The Obama administration naturally likes to point to the drop in unemployment from 10.2 percent in 2009 to 6.1 percent — even though a lot of people have dropped out of the labor market.
There’s still a ways to go to get to what might be called full employment.
But one very small segment of the workforce is doing a bit better than that: the 179-member U.S. courts of appeal.
On Jan. 1, 2009, just before President Obama took office, there were 13 appellate vacancies, according to University of Pittsburgh law professor Arthur Hellman, an authority on the federal circuit courts. On Jan. 1, 2013, just as the president was starting his second term, there were 16 appellate vacancies.
There are only eight vacancies now, and one nominee “will almost certainly be confirmed, leaving only 7 vacancies,” Hellan says.
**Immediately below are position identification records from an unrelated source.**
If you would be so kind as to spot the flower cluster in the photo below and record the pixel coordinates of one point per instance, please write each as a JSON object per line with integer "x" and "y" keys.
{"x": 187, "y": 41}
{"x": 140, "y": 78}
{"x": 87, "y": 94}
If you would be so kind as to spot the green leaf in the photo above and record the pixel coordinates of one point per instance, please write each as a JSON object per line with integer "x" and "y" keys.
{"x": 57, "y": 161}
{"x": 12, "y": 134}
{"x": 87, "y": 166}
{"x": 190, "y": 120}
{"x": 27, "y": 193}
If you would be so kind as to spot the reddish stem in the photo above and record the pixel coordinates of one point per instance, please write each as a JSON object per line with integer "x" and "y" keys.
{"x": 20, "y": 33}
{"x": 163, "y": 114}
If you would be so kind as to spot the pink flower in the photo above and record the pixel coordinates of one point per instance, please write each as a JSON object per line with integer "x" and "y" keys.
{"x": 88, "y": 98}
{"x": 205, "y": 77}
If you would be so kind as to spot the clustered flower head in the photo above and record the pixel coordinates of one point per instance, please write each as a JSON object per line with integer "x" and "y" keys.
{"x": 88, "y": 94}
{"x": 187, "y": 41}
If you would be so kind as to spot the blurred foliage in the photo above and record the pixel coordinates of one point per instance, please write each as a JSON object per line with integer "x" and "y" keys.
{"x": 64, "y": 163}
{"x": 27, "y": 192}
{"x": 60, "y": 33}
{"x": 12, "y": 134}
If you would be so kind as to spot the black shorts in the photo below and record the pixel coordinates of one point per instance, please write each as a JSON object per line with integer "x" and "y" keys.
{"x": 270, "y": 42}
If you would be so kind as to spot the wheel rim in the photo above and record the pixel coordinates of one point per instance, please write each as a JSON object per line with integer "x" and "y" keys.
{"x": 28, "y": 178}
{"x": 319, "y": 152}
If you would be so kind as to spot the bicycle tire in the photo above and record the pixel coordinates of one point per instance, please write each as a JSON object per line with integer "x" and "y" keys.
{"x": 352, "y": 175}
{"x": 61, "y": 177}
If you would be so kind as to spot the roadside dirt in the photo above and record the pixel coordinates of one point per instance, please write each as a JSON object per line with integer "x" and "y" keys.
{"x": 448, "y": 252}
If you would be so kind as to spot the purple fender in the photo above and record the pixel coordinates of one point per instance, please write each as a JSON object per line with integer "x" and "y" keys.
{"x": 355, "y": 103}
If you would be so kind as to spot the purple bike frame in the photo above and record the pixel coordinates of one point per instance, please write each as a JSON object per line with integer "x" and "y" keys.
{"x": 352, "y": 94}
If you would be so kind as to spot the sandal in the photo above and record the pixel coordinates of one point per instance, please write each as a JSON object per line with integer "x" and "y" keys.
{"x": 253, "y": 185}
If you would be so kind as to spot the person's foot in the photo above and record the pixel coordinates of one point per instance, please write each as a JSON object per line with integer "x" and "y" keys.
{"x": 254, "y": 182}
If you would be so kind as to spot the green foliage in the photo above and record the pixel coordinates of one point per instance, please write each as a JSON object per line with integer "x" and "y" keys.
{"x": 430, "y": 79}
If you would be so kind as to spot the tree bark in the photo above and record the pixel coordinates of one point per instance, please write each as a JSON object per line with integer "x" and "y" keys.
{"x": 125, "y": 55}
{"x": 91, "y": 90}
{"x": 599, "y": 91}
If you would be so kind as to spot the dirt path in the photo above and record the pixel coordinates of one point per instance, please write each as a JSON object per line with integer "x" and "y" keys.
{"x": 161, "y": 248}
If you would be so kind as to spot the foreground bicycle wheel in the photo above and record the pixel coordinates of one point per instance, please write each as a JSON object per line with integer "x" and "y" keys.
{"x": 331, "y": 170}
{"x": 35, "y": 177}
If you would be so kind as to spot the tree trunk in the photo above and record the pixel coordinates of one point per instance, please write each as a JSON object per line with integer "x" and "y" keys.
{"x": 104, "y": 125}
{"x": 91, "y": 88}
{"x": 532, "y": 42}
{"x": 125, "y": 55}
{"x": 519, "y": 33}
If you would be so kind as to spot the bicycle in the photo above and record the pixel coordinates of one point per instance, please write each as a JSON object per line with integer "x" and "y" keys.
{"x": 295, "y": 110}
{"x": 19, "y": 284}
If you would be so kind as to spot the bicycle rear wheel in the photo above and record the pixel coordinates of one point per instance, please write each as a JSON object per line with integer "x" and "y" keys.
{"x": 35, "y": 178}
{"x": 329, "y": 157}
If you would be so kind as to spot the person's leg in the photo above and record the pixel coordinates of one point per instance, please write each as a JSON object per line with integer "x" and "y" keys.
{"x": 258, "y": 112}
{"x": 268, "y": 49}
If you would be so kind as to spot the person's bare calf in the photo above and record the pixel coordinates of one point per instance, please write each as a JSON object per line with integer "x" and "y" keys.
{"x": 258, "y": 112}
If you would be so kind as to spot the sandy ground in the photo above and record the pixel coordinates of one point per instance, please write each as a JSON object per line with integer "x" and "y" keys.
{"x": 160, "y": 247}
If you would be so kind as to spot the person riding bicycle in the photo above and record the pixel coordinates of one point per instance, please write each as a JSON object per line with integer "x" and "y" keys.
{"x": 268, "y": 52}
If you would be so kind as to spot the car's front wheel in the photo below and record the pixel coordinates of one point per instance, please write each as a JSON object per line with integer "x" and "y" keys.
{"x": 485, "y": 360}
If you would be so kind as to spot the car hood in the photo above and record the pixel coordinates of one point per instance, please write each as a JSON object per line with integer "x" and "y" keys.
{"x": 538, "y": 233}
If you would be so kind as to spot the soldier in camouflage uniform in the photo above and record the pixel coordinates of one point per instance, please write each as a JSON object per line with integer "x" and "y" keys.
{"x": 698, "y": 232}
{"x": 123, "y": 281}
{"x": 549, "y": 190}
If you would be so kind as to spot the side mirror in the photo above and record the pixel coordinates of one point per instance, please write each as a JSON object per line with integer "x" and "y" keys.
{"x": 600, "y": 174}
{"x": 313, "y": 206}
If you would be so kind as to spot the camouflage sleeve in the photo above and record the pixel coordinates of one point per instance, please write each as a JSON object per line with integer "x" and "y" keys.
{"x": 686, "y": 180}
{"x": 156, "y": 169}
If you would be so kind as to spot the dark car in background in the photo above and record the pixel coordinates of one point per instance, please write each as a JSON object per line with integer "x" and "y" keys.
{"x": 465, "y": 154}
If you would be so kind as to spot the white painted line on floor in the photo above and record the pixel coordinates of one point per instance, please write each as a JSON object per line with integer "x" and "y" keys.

So the vacancy rate will have been cut about in half, he notes, down to about 4 percent, with some of the decline attributable to the “nuclear option,” reducing filibusters on most nominees. That’s pretty close to full employment. And it’s the lowest rate since 1990, we’re told.
The vacancies could well have been reduced even further, perhaps down to a couple of seats, but for GOP senators’ success in blocking potential White House picks in Texas, Pennsylvania and other states before they’re even nominated.
Under a century-old Senate tradition called the “blue slip,” both home state U.S. senators must agree to a judicial nominee before that person can get a Senate Judiciary Committee hearing. Senate Judiciary Chairman Patrick Leahy (D-Vt.) has been disinclined to change that rule.
“The blue slip,” Leahy told us in a statement, “is just a piece of paper and could be eliminated today, but that would not change the importance of home state senators’ support for confirming judicial nominees to the states they represent.”